Spirited Children

My website is primarily about energy healing and Reiki. However, I would also like to tell people more about spirited, indigo and crystal children. I feel I need to give those children as much support as I can and educate parents, teachers and in general adults about those wonderful children, who don’t always find it easy to fit into our world.

“The word that distinguishes spirited children from other children is more. They are normal children who are more intense, persistent, sensitive, perceptive, and uncomfortable with change than other children. All children possess these characteristics, but spirited children possess them with a depth and range not available to other children.” Mary Sheedy Kurcinka, Raising your spirited child

You might wonder why I am writing about spirited children. Well, I believe there is a connection between what Mary Sheedy Kurcinka terms as “spirited children” and the newer generation of “indigo children”. Reading Mary’s book felt like reading a book written about my son.

I am blessed with a spirited child. I admit the first couple of years were not easy. It was a rather challenging time and I was always wondering why my child was different –  why he was more of everything compared to my friends’ kids.

It started from day one in hospital. Had I known then, what I know now and had I been able to use Reiki then – the first couple of years would have been much easier.

I came across the term “spirited child” for the first time in Tracy Hogg’s book “the baby whisperer”. There was no doubt it had helped to read that book. One of the main things I learnt from the baby whisperer was that spirited children get very easily overstimulated and they need routine even more than other babies (and she does not believe in controlled crying!). Even when my son was 2 or 3 weeks old he was refusing or struggling to fall asleep. He just wouldn’t close his eyes. He always wanted to know what was going on around him, always worried he’d miss something. That hasn’t really changed and he is almost 6 now. If you miss that critical point of when to let them nap and if they are overstimulated you are in for a really tough time. People (even family) often didn’t understand why we were so strict with my son’s routine – and that’s something that is very important for a spirited child . Well, our son just was not that easy going child that would fall asleep anywhere. He needed his routine and he needed his familiar environment – or we’d have a screaming baby for an hour. I might add that from day one I thought he’d be an opera singer as his lungs were so strong and his screams were so loud (still are!). Even though we stuck to his routine during the day he would need at least  an hour in the evening to unwind before he could fall asleep. That hasn’t really changed. He still needs quite a long time in the evening to unwind before he can fall asleep. His brain is constantly working and processing.

There was no point on going on holidays  - he would sleep even less as it was not his familiar environment.
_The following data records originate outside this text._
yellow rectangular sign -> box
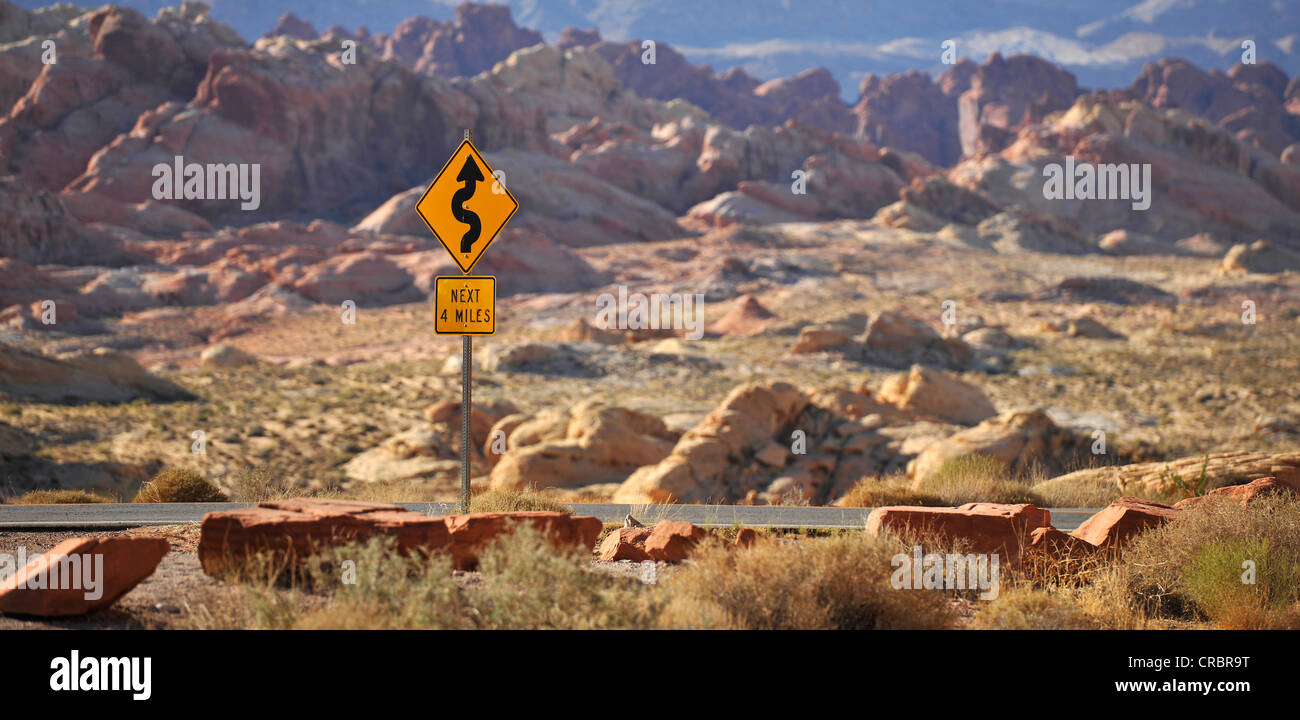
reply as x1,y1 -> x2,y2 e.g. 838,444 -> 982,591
433,276 -> 497,335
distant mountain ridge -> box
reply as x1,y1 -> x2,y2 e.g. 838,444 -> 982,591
18,0 -> 1300,92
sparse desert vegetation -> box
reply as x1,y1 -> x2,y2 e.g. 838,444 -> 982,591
131,468 -> 226,503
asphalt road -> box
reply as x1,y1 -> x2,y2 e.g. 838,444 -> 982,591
0,503 -> 1100,532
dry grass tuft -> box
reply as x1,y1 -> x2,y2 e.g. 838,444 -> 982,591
131,468 -> 226,503
913,455 -> 1043,507
1119,496 -> 1300,628
12,490 -> 114,506
662,533 -> 953,629
469,487 -> 573,515
971,587 -> 1100,630
228,465 -> 308,503
836,473 -> 945,507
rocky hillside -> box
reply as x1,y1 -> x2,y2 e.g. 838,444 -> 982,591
0,0 -> 1300,502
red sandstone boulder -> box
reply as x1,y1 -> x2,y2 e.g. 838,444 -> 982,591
735,528 -> 762,548
1070,498 -> 1178,548
199,498 -> 451,574
1027,525 -> 1097,560
867,503 -> 1052,561
442,512 -> 602,569
0,537 -> 172,617
1174,477 -> 1297,511
597,528 -> 653,563
646,520 -> 709,563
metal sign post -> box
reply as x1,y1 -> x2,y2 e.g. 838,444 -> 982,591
460,127 -> 475,512
460,330 -> 475,512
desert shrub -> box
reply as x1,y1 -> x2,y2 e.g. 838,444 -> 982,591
473,525 -> 660,629
1183,537 -> 1300,629
836,474 -> 944,507
13,490 -> 113,506
228,465 -> 307,503
1030,477 -> 1123,507
293,538 -> 473,629
1119,496 -> 1300,621
662,533 -> 953,629
469,487 -> 573,515
133,468 -> 226,503
971,587 -> 1099,630
293,525 -> 658,629
913,455 -> 1043,506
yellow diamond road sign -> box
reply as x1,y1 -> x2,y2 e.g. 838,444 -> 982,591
415,139 -> 519,273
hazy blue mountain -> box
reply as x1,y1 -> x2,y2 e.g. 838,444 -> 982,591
20,0 -> 1300,100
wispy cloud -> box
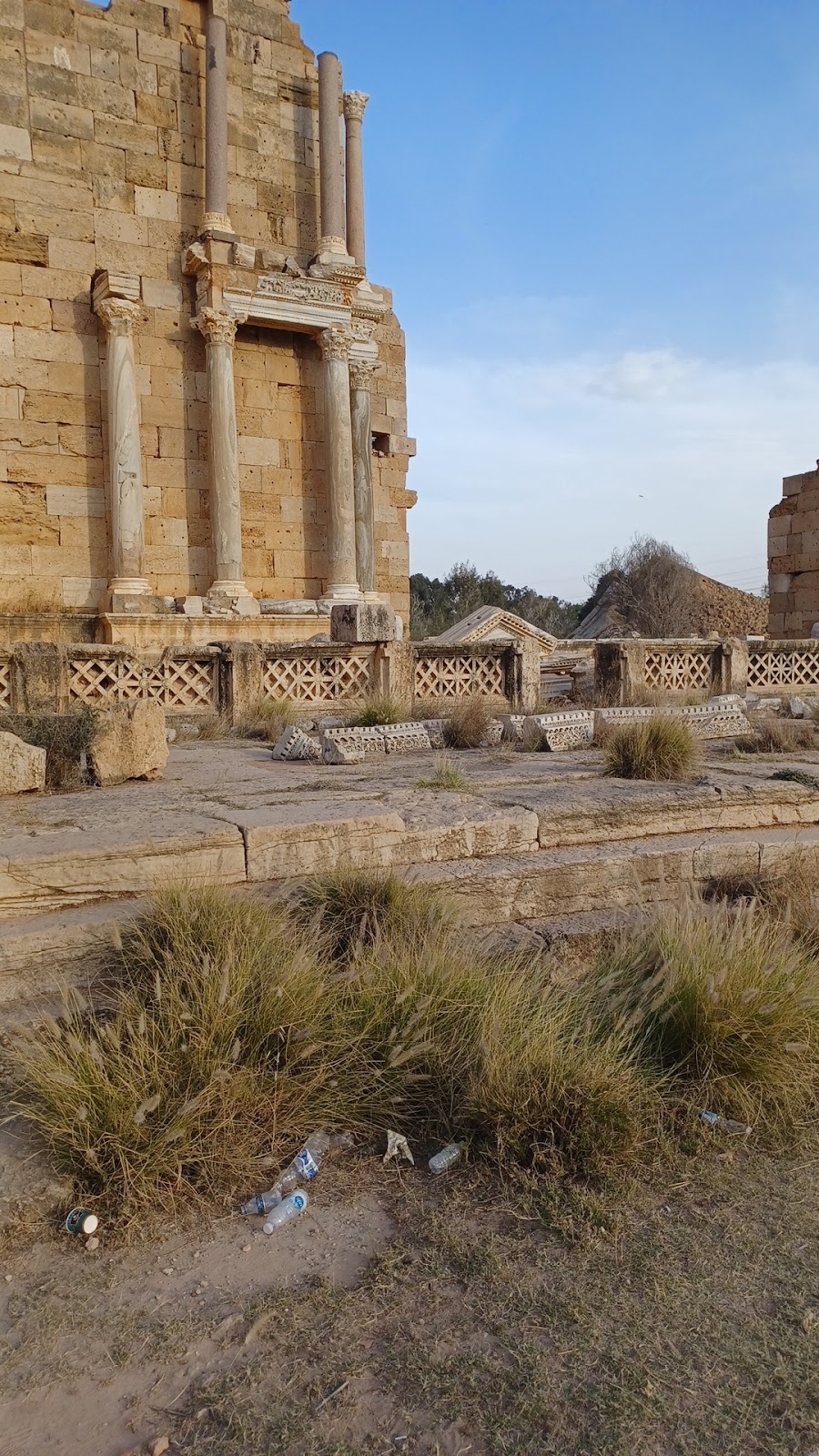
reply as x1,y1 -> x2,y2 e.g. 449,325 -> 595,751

I always worried about him starting nursery/kindergarten. I always thought the teachers would have their hand’s full. His first teacher was fantastic and my son settled in rather quickly and was happy.  Things didn’t go so well with his second teacher. That’s when I came across Mary Sheedy Kurcinka’s book: Raising your spirited child. At the time it was a life saver. The new teacher was not experienced and had to deal with too many kids in a rather small class room. For my son the new environment was just too much. When we moved him to a new kindergarten he was a completely different child again. Since then we have had no issues. He has developed into a rather well-mannered, inquisitive, caring, bright and wonderful boy. That does not mean that he does not challenge his parents quite regularly :) but that’s part of life and his temperament!

What is particularly interesting in Mary’s book is that she asks parents to describe their kids. Often a lot of negative words pop up first. What she then asks parents to do is to try and use positive words to describe the child’s strength. For example:

  • Old negative labels                               New exciting labels
  • Unpredictable                                      flexible, a creative problem solver
  • Nosy                                                        curious
  • Inflexible                                                traditional
  • loud                                                         energetic and zestful
  • demanding                                             holds high standards
  • and many more

That comparison was a real eye-opener. Once I was able to see the true potential that my son had I found it much easier to deal with the difficult times.

Through Mary’s book I was also able to understand my son’s  behaviour better, for example: Why he got upset about things that we didn’t consider a big deal. Well, for him it was a big deal. He had expectations and if suddenly and unexpectedly those expectations weren’t fulfilled than he had a major meltdown.

Mary Sheedy Kurcinka also gives the opportunity in the book to find out into which category the parent falls.  It came as a shock to me that I fell into the category “spirited”. My husband acknowledged that my son and I had a lot in common. I had never seen it before. All of a sudden I could relate even more to my son’s temperament. I now often say: he is my mirror. Because he is so sensitive he immediately knows when I am out of balance.